From Powerline:
In his article on the withdrawal of Chas Freeman from his pending appointment as National Intelligence Council chairman, Washington Post reporter Walter Pincus provides an expurgated account of Freeman's parting blast. According to Pincus, the rap on Freeman derived from "questions about his impartiality."
Scott Johnson comments:
One would never know from the article that Freeman ascribed his withdrawal to "unscrupulous people with a passionate attachment to the views of a political faction in a foreign country," to "a special interest group," to "a powerful lobby determined to prevent any view other than its own from being aired," to "the Israel Lobby," to "a group so clearly intent on enforcing adherence to the policies of a foreign government - in this case, the government of Israel," or to any of the other variations Freeman worked into his statement.
Pincus's article does reveal that one of Freeman's congressional critics is named Israel. I'm sure that makes Freeman happy. Pincus's article does not report on any of the opposition to his appointment by activists for Chinese human rights activists and sympathizers (including my old teacher Jonathan Mirsky), or the reasons for their opposition. I'm sure that makes Freeman happy too.
Freeman's parting shot combined falsehoods, misdirection, and anti-Semitism combined with imputations of dual loyalty. It is not only newsworthy in itself, it also raises serious questions about the Obama administration's judgment. In short, the Washington Post has expurgated this story in a most discreditable manner.
Judge for yourself by realing Freeman's comments in full.
Are they that much different from Pat Buchanan's comments? And if Pat is classified as an anti-Semite, should Freeman be exempt?
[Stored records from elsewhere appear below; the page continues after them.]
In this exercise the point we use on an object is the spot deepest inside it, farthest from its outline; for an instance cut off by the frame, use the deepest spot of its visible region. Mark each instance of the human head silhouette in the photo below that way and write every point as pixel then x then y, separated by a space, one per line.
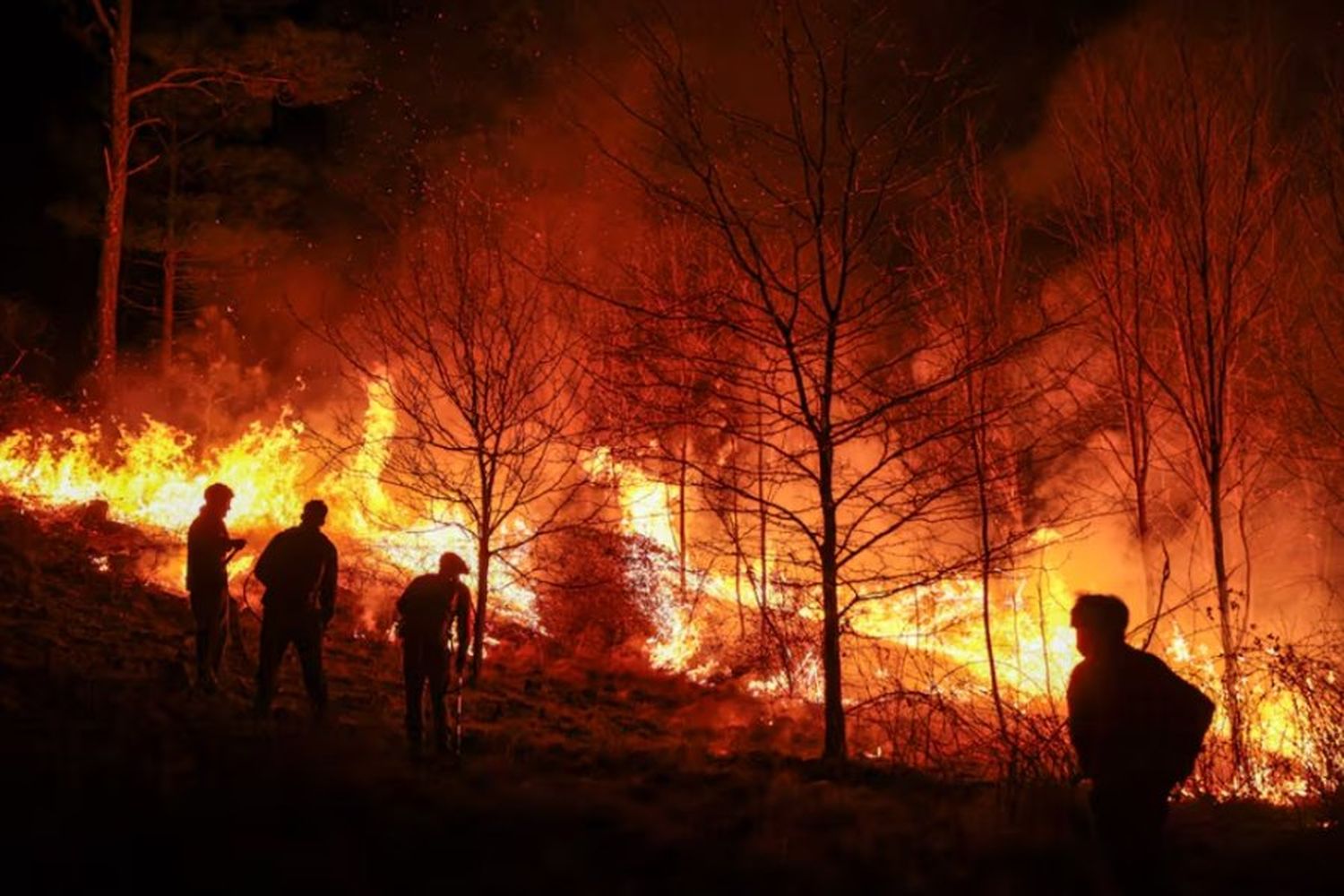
pixel 314 513
pixel 451 563
pixel 220 497
pixel 1099 621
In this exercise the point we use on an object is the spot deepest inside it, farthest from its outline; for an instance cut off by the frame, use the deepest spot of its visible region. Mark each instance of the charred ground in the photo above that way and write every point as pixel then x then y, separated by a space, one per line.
pixel 574 777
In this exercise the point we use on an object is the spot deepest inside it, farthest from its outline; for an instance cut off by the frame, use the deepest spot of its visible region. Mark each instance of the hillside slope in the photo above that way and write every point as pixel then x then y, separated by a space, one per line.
pixel 573 778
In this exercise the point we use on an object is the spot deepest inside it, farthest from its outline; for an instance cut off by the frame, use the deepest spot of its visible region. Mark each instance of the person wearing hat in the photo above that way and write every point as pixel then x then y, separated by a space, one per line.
pixel 298 570
pixel 426 611
pixel 1137 728
pixel 209 549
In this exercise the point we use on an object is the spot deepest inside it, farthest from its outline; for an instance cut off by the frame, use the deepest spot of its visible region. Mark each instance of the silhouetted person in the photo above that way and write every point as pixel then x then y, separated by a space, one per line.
pixel 1137 728
pixel 298 570
pixel 426 611
pixel 209 548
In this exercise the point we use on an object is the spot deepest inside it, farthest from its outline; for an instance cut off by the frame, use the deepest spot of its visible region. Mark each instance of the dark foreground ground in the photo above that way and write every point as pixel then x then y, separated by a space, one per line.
pixel 116 777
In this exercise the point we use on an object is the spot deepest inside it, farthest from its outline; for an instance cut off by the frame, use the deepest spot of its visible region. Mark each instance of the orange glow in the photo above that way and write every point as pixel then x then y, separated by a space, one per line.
pixel 155 474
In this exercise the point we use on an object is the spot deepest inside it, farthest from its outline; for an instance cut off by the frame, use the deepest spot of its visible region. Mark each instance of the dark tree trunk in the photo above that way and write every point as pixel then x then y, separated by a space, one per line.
pixel 835 748
pixel 116 160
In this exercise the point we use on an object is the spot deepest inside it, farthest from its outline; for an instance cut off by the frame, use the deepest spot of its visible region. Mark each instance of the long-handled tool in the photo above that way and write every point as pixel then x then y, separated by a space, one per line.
pixel 457 716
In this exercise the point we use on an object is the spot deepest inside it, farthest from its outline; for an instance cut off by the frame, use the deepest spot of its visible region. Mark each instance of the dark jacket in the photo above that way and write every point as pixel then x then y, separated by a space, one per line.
pixel 298 570
pixel 207 546
pixel 430 605
pixel 1133 720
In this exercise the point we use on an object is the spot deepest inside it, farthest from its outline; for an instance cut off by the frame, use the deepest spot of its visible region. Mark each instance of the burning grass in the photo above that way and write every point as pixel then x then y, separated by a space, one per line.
pixel 917 670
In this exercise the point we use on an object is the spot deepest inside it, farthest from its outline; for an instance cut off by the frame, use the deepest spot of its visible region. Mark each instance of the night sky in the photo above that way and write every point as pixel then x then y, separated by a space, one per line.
pixel 441 70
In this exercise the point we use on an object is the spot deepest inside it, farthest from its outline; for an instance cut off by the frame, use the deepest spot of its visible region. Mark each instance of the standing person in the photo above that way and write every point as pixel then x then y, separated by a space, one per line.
pixel 426 613
pixel 1137 728
pixel 298 571
pixel 209 548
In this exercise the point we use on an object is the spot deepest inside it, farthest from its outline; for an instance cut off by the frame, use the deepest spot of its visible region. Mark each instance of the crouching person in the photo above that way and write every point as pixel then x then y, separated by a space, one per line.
pixel 1137 728
pixel 430 606
pixel 298 571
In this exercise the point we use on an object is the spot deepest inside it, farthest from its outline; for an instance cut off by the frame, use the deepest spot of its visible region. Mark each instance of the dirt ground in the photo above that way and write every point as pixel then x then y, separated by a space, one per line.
pixel 117 775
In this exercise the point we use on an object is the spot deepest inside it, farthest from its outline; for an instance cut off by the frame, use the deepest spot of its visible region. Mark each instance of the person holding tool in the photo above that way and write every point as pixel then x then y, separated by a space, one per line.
pixel 298 570
pixel 426 614
pixel 209 552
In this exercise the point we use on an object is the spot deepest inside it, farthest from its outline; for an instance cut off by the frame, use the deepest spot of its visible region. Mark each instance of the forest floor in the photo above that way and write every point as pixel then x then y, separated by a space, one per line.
pixel 574 778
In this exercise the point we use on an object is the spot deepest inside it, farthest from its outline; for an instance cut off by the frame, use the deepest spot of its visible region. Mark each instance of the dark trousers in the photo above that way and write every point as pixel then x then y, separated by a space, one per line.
pixel 209 606
pixel 277 632
pixel 1129 818
pixel 425 661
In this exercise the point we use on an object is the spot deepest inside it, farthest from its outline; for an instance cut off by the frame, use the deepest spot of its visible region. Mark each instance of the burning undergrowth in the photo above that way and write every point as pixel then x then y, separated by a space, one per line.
pixel 916 661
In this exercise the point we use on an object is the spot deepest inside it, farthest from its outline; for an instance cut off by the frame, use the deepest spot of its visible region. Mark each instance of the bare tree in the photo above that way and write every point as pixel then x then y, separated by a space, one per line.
pixel 1195 185
pixel 1104 220
pixel 832 373
pixel 486 382
pixel 287 62
pixel 967 252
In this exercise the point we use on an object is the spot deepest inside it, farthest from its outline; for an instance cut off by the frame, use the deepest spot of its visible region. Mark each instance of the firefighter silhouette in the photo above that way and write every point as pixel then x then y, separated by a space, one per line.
pixel 429 610
pixel 1137 728
pixel 209 551
pixel 298 571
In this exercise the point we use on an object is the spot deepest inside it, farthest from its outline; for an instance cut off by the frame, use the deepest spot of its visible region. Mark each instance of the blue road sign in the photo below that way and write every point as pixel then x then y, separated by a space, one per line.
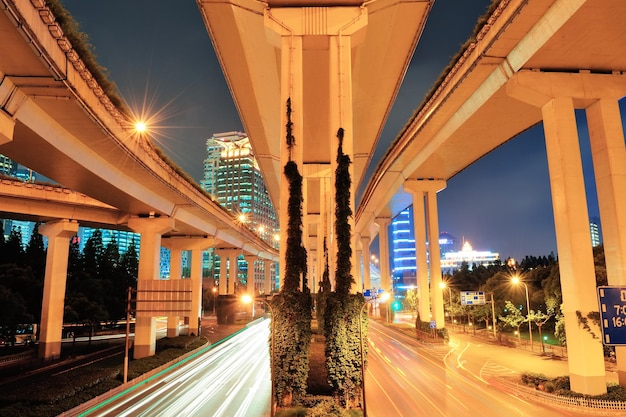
pixel 612 314
pixel 470 298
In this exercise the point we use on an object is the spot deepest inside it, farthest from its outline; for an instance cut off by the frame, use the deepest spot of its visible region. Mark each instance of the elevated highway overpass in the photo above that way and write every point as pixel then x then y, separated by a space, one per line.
pixel 532 61
pixel 56 118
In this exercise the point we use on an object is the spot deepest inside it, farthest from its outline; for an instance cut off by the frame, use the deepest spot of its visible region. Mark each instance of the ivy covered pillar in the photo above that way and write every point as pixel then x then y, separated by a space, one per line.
pixel 606 136
pixel 383 244
pixel 176 270
pixel 348 34
pixel 285 24
pixel 55 278
pixel 267 277
pixel 426 228
pixel 557 95
pixel 222 284
pixel 150 229
pixel 365 253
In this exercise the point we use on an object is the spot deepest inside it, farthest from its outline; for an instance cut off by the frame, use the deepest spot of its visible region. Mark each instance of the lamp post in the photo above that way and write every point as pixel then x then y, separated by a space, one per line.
pixel 516 281
pixel 249 299
pixel 362 357
pixel 214 298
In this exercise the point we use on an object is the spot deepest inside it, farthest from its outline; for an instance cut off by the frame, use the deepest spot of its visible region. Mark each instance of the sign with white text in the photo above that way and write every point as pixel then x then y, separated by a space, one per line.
pixel 612 314
pixel 472 298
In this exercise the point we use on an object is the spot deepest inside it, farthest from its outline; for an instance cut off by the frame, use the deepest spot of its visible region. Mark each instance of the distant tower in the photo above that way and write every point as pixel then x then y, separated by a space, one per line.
pixel 596 231
pixel 232 176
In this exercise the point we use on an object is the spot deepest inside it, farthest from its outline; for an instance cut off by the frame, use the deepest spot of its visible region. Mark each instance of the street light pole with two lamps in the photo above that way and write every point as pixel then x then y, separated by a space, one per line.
pixel 515 280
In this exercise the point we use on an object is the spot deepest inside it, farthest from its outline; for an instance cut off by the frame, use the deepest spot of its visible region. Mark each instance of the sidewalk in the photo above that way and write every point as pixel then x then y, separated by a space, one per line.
pixel 520 360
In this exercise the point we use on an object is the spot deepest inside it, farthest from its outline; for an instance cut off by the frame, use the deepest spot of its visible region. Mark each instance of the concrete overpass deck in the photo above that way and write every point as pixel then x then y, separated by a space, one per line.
pixel 473 110
pixel 57 120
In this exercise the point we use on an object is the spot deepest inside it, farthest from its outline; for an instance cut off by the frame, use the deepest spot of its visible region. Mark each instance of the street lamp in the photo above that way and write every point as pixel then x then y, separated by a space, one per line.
pixel 362 357
pixel 515 280
pixel 214 299
pixel 383 299
pixel 247 299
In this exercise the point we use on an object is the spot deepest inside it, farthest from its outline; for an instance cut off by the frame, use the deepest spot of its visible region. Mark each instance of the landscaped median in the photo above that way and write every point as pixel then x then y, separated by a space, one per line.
pixel 555 392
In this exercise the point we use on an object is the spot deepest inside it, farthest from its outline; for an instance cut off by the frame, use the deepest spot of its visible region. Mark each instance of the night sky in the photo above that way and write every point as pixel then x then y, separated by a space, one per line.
pixel 160 56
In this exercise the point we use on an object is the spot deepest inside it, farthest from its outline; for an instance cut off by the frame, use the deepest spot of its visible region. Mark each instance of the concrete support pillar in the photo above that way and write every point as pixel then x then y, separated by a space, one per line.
pixel 291 89
pixel 173 329
pixel 252 286
pixel 233 271
pixel 359 257
pixel 196 245
pixel 151 230
pixel 7 127
pixel 426 228
pixel 421 256
pixel 556 95
pixel 585 357
pixel 222 284
pixel 53 305
pixel 383 242
pixel 267 277
pixel 195 318
pixel 365 252
pixel 609 164
pixel 436 292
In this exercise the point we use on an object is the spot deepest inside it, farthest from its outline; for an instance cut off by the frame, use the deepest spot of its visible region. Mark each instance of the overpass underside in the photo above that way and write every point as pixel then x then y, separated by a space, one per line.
pixel 340 64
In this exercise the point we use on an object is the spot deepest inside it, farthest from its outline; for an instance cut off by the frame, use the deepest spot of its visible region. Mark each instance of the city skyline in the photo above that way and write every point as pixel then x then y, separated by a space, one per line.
pixel 161 58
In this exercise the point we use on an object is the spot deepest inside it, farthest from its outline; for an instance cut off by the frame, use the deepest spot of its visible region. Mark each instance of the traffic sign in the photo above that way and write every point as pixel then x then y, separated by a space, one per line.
pixel 471 298
pixel 612 301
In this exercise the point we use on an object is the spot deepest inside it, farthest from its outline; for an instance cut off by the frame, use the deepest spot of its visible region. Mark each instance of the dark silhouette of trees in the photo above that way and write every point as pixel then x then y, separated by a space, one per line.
pixel 97 279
Keep in mind that anti-Semitism is used as a cudgel by some of the leading lights of Liberalism. Take, for example Ben Smith accusing Sarah Palin of anti-Semitism for using this quote:
"We grow good people in our small towns, with honesty and sincerity and dignity,"
The anti-Semitism doesn’t jump out at you? Well let Smith explain:
…[this quote was] drawing from a once-powerful, now forgotten mid-century conservative columnist named Westbrook Pegler.
And who is Westbrook Pegler?
He was also known for what Philip Roth described as his "casual distaste for Jews," which had become so evident by the end that he was bounced from the journal of the John Birch Society in 1964 for alleged anti-semitism. According to his obituary, he'd advanced the theory that American Jews of Eastern European descent were "instinctively sympathetic to Communism, however outwardly respectable they appeared."So now we must distance ourselves from closet anti-Semites who praise good people in small towns who exhibit honesty, sincerity and dignity because that will scare Ed Koch.